Lol, no attacking midfielders come via the draft. The closest would be Roldan, but he only played as a No. 10 last year because Nicolas Lodeiro was hurt. He has spent most of his career – and will spend most of the rest of his career – as a No. 8, with occasional cameos on the wing and as a No. 6.

Same goes with last year’s top pick, Danny Pereira, who was immediately used deeper for Austin FC than he had been in college. And after three years it’s clearer than ever that the top pick in 2019, Frankie Amaya is much more of a midfield ball-winner than final third creator.

So to be clear: There are no No. 10s in this draft. There are only “guys who played as a 10 in college and will have to prove they can do enough dirty work to play as a No. 8 in MLS.”


It’s a good crop of wingers, though as always, a bunch of these guys will be converted to fullback in the years to come.

1. Isaiah Parker, Saint Louis

  • Range: 1-5
  • Generation adidas
  • Maybe the highest upside in the draft? A wide player with a great left foot, it’s not wild to think he can be a Kevin Paredes type in MLS, toggling between winger, wingback and fullback. Full disclosure: I almost listed him as the top fullback prospect, and if I was running a team I’d draft him as a left back/left wingback.

2. Ousseni Bouda, Stanford

  • Range: 2-5
  • Generation adidas
  • Bouda’s an international (from Burkina Faso), which might hurt his standing a bit. But he’s such a talent it’s hard to imagine him dropping too far.
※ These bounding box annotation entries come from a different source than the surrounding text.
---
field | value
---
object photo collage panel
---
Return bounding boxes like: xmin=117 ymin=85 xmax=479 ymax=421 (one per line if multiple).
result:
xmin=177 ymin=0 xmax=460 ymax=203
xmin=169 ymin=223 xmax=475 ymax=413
A fantastic chance creator from out wide.

3. Farai Mutatu, Michigan State

  • Range: Early-to-mid first round
  • Another international (born in Zimbabwe), Mutatu split time between the wing and forward in both college and the USL, and he plays more like a wide forward than a true winger.
Center forward

There is no Daryl Dike in this draft, but there might be a Brian White or a Miguel Berry. The ability to make good runs scales, even if the vast majority of college forwards take a year or two to apply it in MLS.

1. Kyle Holcomb, Wake Forest

  • Range: Top 10
  • A goal machine both in college and throughout his youth, he comes from both a club (Pateadores) and a program (Wake) that have produced a ton of pros over the past quarter-century.

2. Thor Ulfarsson, Duke

  • Range: Top 15
  • Generation adidas
  • A true No. 9 from Iceland, Ulfarsson made headlines this year with some extreme sh*thousing in a win over UCLA. I like Ulfarsson a lot, though he may struggle to create separation against MLS defenders.

3. Simon Becher, Saint Louis

  • Range: Mid-to-late first round
  • Basically the same scouting report as Ulfarsson, except not a GA and not an international.